The International Skating Union said Tuesday it has given the U.S. Attorney in New York its complete files relating to its inquiry into the pairs figure skating controversy at the Salt Lake City Olympics.
The documents became relevant when U.S. officials charged reputed Russian mobster Alimzhan Tokhtakhunov July 31 with trying to fix the outcome of the pairs and ice dance competitions at the Games. As a result of the ISU inquiry, which was limited to the pairs event, French judge Marie-Reine Le Gougne and French ice sports federation head Didier Gailhaguet were each suspended for three years and banned from the 2006 Olympics.

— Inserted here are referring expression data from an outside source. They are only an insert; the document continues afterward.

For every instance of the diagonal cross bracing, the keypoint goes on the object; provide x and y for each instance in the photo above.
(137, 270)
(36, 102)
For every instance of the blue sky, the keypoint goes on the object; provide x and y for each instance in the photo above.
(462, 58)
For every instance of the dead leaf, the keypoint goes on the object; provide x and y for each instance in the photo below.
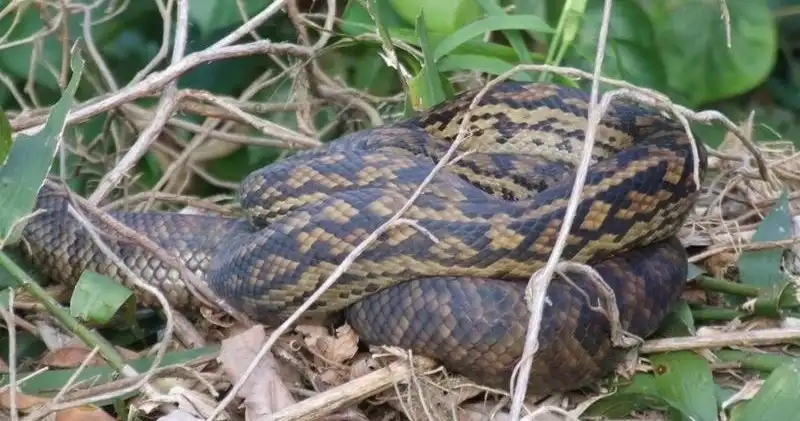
(84, 413)
(363, 366)
(333, 349)
(26, 403)
(179, 416)
(264, 391)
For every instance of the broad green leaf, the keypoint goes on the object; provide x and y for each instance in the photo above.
(774, 299)
(685, 381)
(763, 267)
(691, 38)
(355, 12)
(5, 137)
(442, 15)
(30, 160)
(757, 360)
(777, 398)
(491, 23)
(471, 47)
(97, 298)
(514, 36)
(631, 53)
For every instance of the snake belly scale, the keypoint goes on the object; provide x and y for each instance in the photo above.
(451, 285)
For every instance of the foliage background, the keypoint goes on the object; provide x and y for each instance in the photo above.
(380, 60)
(677, 47)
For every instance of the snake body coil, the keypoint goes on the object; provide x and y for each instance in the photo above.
(451, 284)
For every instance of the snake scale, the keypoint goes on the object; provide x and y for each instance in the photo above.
(450, 282)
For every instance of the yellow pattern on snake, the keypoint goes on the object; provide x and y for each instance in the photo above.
(450, 285)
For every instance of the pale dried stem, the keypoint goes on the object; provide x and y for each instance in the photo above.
(159, 80)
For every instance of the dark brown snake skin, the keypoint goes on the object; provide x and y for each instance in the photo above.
(455, 291)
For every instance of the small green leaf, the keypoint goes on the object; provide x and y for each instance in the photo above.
(777, 398)
(51, 381)
(431, 88)
(763, 267)
(639, 394)
(5, 294)
(685, 381)
(5, 137)
(700, 64)
(679, 322)
(490, 65)
(30, 160)
(491, 23)
(694, 271)
(444, 16)
(97, 298)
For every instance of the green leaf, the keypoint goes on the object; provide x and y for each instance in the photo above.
(97, 298)
(409, 36)
(568, 27)
(639, 394)
(356, 19)
(19, 60)
(514, 36)
(5, 137)
(210, 16)
(30, 160)
(491, 23)
(51, 381)
(443, 15)
(490, 65)
(777, 398)
(678, 322)
(632, 51)
(429, 84)
(694, 271)
(763, 267)
(691, 38)
(685, 381)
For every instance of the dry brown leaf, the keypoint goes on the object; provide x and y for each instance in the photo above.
(363, 366)
(24, 401)
(84, 413)
(179, 416)
(333, 349)
(27, 403)
(264, 391)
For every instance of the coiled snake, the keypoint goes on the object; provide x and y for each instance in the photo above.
(483, 226)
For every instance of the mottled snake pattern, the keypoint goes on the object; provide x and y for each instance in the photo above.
(450, 285)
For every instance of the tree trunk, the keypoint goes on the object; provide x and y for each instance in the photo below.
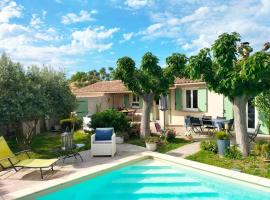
(145, 122)
(240, 124)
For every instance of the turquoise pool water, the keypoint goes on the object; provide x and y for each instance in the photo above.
(151, 179)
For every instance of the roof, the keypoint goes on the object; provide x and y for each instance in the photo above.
(116, 86)
(180, 81)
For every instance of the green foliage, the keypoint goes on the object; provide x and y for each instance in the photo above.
(150, 80)
(262, 102)
(254, 165)
(81, 79)
(152, 139)
(134, 130)
(209, 145)
(233, 153)
(227, 73)
(28, 95)
(150, 77)
(222, 135)
(111, 118)
(262, 149)
(170, 134)
(68, 123)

"Although the name Alimzhan Tokhtakhunov is not mentioned in the hundreds of pages of documents and testimony, the U.S. investigators may find the information to be of interest," ISU President Ottavio Cinquanta and General Secretary Fredi Schmid said in a statement.
U.S. and Italian authorities say Tokhtakhunov arranged a vote-swapping deal to help Russians Elena Berezhnaya and Anton Sikharulidze win the pairs gold medal and French skaters Marina Anissina and Gwendal Peizerat win the ice dance title. Le Gougne's attorney, Max Miller of Salt Lake City, reiterated that his client doesn't know Tokhtakhunov and knows nothing about an alleged fix. He also repeated his contention the ISU's investigation of Le Gougne was unfair because it did not interview any Russian officials or judges.
The ISU also said it asked all 73 of its national member federations to cooperate with U.S. and Italian investigations of Tokhtakhunov. U.S. Figure Skating Assn. spokesman Bob Dunlop said the U.S. group will send a letter to its officials making the same point.